Is that a good idea, though? After all, while the word “at” appears a lot in newspapers, it only comes up once in the Scrabble dictionary. And in fact, these things don’t correlate well at all: there are 5 times more Zs in CSW12 than English, 13 times as many Js, and 7 times as many Ks and Bs; whereas English has 15 times as many Es as CSW12, and 13 times as many Is. Should we be playing with a tile bag containing 10 Ses, 8 Cs and 8 Ps – but only 4 Es?

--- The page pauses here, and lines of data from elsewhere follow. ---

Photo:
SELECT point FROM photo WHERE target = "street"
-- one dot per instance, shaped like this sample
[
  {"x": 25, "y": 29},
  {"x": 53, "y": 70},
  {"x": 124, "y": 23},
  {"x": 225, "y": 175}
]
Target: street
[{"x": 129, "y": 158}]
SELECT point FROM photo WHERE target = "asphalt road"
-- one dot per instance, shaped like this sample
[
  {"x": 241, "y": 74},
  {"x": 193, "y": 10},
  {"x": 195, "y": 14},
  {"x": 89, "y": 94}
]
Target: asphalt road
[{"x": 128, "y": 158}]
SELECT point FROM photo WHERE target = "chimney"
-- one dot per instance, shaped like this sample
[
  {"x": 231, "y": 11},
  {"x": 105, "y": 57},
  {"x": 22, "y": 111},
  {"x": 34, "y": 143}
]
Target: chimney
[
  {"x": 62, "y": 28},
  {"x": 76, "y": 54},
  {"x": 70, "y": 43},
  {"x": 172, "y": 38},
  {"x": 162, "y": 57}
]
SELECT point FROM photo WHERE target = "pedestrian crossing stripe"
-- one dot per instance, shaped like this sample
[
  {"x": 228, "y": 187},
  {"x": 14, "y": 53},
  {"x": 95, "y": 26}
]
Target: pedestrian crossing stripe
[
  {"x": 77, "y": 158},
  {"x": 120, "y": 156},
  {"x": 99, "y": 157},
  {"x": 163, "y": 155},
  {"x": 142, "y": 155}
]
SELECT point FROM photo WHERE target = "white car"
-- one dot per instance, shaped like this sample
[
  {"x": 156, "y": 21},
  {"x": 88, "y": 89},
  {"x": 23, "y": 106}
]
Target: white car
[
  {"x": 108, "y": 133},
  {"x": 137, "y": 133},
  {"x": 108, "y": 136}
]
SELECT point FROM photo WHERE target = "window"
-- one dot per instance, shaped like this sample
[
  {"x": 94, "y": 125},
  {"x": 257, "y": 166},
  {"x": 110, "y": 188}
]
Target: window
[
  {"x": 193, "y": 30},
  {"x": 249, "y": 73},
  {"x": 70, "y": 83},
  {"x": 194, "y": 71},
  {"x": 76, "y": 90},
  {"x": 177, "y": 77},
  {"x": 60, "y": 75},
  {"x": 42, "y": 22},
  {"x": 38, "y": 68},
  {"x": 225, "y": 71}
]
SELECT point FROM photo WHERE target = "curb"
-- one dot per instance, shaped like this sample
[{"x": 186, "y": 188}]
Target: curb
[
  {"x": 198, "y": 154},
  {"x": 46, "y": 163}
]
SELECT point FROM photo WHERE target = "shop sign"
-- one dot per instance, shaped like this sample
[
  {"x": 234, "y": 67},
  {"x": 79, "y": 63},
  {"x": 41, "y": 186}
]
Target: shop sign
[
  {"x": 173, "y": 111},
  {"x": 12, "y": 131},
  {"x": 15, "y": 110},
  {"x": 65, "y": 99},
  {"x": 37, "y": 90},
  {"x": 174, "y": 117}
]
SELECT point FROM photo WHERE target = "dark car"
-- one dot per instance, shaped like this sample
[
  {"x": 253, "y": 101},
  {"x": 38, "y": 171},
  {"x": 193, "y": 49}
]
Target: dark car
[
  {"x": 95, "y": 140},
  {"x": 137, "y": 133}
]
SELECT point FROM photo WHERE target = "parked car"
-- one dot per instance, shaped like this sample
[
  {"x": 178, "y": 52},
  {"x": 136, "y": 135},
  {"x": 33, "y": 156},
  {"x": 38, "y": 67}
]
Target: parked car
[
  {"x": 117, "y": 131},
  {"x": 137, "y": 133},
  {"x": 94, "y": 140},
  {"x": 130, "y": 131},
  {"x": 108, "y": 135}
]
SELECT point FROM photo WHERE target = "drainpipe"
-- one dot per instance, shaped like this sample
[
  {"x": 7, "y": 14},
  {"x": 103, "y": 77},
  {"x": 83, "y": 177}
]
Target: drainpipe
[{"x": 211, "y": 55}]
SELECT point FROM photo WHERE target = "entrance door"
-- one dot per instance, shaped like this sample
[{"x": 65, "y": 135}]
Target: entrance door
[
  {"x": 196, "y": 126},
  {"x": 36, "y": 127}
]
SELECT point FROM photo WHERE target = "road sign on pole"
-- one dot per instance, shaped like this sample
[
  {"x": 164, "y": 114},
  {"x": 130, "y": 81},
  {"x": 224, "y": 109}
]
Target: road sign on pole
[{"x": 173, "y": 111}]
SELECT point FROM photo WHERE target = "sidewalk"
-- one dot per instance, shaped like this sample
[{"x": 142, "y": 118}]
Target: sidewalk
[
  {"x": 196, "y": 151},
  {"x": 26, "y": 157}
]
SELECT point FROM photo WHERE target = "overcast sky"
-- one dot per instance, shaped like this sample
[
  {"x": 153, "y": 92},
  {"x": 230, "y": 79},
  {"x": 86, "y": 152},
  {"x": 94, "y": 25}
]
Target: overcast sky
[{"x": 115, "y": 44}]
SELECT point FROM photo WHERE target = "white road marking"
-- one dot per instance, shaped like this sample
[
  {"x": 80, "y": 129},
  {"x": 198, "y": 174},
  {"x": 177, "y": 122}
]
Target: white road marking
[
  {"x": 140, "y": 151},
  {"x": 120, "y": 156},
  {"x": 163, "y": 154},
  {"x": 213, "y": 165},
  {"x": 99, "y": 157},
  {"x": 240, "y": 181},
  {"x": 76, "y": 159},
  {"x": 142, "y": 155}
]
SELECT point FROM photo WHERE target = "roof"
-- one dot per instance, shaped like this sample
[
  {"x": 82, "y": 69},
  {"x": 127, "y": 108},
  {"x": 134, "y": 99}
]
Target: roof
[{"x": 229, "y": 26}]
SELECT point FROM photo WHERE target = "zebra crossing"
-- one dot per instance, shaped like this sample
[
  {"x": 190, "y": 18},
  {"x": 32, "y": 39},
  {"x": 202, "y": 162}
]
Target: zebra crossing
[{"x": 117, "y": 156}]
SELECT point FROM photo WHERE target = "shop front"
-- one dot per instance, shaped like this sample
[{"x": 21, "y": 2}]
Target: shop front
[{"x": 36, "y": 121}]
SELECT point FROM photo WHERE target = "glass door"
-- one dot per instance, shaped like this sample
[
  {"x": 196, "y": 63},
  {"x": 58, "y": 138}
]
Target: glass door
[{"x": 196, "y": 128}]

It sounds unthinkable, although at least you’d be less likely to get a rack full of Old McDonald lyrics.

Alternative letter distributions, based on CSW12, normal English, and the current Scrabble bag:

CSW12 English Scrabble
A 6 7 9
B 5 2 2
C 8 3 2
D 6 4 4
E 4 11 12
F 4 2 2
G 3 2 3
H 4 6 2
I 3 6 9
J 1 1 1
K 2 1 1
L 3 4 4
M 5 3 2
N 2 6 6
O 3 7 8
P 8 2 2
Q 1 1 1
R 5 6 6
S 10 6 4
T 5 8 6
U 3 3 4
V 2 1 2
W 2 2 2
X 1 1 1
Y 1 2 2
Z 1 1 1
Blank 2 2 2

Of course, players don’t know all 270,163 words in CSW12, and it’s likely that the obscurity of many of them will shift the letter distribution back towards that of normal English. In that respect, the ideal bag of tiles probably depends to some extent on the skill of the players. In the hardcore CSW12 bag, there are 19 vowels rather than 42, so it would change the game a lot.

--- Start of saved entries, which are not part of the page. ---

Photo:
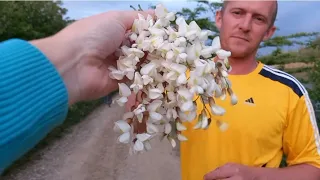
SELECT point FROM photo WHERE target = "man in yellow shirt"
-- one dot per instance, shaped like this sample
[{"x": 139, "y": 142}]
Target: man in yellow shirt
[{"x": 274, "y": 115}]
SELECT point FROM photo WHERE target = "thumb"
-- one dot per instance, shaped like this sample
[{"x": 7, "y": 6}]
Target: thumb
[{"x": 127, "y": 17}]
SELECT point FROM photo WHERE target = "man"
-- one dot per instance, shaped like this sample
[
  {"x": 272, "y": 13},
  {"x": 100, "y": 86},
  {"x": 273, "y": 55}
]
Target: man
[{"x": 274, "y": 115}]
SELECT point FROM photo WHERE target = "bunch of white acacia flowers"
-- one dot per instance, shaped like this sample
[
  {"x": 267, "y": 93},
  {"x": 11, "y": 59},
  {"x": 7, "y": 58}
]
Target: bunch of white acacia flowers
[{"x": 170, "y": 67}]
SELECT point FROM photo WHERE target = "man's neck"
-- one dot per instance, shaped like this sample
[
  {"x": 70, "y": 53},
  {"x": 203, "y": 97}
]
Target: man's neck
[{"x": 242, "y": 66}]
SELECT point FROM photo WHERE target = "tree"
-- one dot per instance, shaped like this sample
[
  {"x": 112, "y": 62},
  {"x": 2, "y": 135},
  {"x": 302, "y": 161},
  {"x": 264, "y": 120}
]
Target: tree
[{"x": 31, "y": 19}]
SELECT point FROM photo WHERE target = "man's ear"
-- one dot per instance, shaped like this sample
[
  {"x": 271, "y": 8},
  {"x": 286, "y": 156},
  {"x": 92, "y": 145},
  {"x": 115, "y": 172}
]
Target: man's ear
[
  {"x": 219, "y": 19},
  {"x": 269, "y": 33}
]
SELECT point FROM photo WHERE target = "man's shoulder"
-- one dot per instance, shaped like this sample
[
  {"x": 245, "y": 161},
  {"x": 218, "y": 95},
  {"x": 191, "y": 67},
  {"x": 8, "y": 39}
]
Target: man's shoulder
[{"x": 283, "y": 78}]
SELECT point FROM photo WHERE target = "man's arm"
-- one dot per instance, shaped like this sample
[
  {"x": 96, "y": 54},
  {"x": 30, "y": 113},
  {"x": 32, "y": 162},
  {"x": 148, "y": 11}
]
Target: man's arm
[
  {"x": 301, "y": 144},
  {"x": 33, "y": 99}
]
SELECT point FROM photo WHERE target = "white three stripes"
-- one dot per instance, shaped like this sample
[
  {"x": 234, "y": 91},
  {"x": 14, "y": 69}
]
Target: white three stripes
[{"x": 306, "y": 97}]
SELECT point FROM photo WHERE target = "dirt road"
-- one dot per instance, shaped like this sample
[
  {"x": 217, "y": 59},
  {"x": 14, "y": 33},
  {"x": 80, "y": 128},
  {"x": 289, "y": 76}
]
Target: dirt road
[{"x": 90, "y": 152}]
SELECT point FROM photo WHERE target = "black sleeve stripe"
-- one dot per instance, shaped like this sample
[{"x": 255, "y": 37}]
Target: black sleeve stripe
[{"x": 283, "y": 78}]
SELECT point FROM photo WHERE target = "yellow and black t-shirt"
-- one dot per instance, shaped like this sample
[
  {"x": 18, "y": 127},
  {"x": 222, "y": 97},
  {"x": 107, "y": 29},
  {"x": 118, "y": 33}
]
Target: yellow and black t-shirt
[{"x": 273, "y": 116}]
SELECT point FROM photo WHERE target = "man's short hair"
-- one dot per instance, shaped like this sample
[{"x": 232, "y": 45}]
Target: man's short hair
[{"x": 274, "y": 14}]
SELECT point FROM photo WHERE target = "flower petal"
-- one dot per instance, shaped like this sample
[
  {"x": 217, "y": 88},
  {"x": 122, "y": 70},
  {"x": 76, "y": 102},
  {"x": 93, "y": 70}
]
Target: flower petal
[
  {"x": 180, "y": 127},
  {"x": 143, "y": 137},
  {"x": 151, "y": 128},
  {"x": 155, "y": 116},
  {"x": 154, "y": 93},
  {"x": 222, "y": 125},
  {"x": 138, "y": 146},
  {"x": 167, "y": 128},
  {"x": 172, "y": 142},
  {"x": 222, "y": 54},
  {"x": 147, "y": 145},
  {"x": 154, "y": 105},
  {"x": 124, "y": 90}
]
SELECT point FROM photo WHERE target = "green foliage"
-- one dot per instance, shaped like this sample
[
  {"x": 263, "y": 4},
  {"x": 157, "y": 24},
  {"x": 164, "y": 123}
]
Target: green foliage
[
  {"x": 197, "y": 15},
  {"x": 279, "y": 41},
  {"x": 31, "y": 19}
]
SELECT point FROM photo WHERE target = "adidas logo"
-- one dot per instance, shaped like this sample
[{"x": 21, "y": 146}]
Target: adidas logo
[{"x": 249, "y": 101}]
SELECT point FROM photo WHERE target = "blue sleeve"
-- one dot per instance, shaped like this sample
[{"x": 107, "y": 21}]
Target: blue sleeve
[{"x": 33, "y": 99}]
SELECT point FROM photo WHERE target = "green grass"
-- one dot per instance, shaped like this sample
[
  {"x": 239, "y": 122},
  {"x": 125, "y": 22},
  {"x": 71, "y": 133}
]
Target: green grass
[{"x": 75, "y": 115}]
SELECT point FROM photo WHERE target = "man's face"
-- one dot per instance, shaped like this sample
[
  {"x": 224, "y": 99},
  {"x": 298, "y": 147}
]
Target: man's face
[{"x": 244, "y": 24}]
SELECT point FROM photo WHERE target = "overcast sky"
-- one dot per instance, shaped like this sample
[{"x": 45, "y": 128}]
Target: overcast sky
[{"x": 293, "y": 16}]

This would probably also require different scores for each letter: X and Y currently score 8 and 4 respectively, but both are rarer in CSW12 than Z or Q which score 10. You get 1 for an N, but it’s rarer than G and D (2 each), B, M, P and C (3 each), and H and F (4 each). Thing is, scaling between 0 and 10, then rounding up, this is the closest fit you can get:

CSW12 English Scrabble
A 1 1 1
B 1 1 3
C 1 1 3
D 1 1 2
E 1 1 1
F 1 1 4
G 1 1 2
H 1 1 4
I 1 1 1
J 2 5 8
K 1 1 5
L 1 1 1
M 1 1 3
N 1 1 1
O 1 1 1
P 1 1 3
Q 3 8 10
R 1 1 1
S 1 1 1
T 1 1 1
U 1 1 1
V 1 1 4
W 1 1 4
X 10 5 8
Y 4 1 4
Z 3 10 10
Blank 0 0 0

I think that looks a bit boring, to be honest. I think the game will be more fun if the scores are more varied. Maybe some kind of gamma function would help increase the contrast on the low scores and reduce the power of X. Still, though, I’d like to have a game with the alternative distribution and see if it works at all. I feel sure it can’t, with so few vowels, but then, maybe that’s just because I’m so used to the current, vowel-heavy version that I don’t use the vowel-light words much.

Of course, if we really wanted to optimise the game, we would invent a new set of words to play with that were designed to be fun rather than similar to English. But that would be taking things a bit far, don’t you think?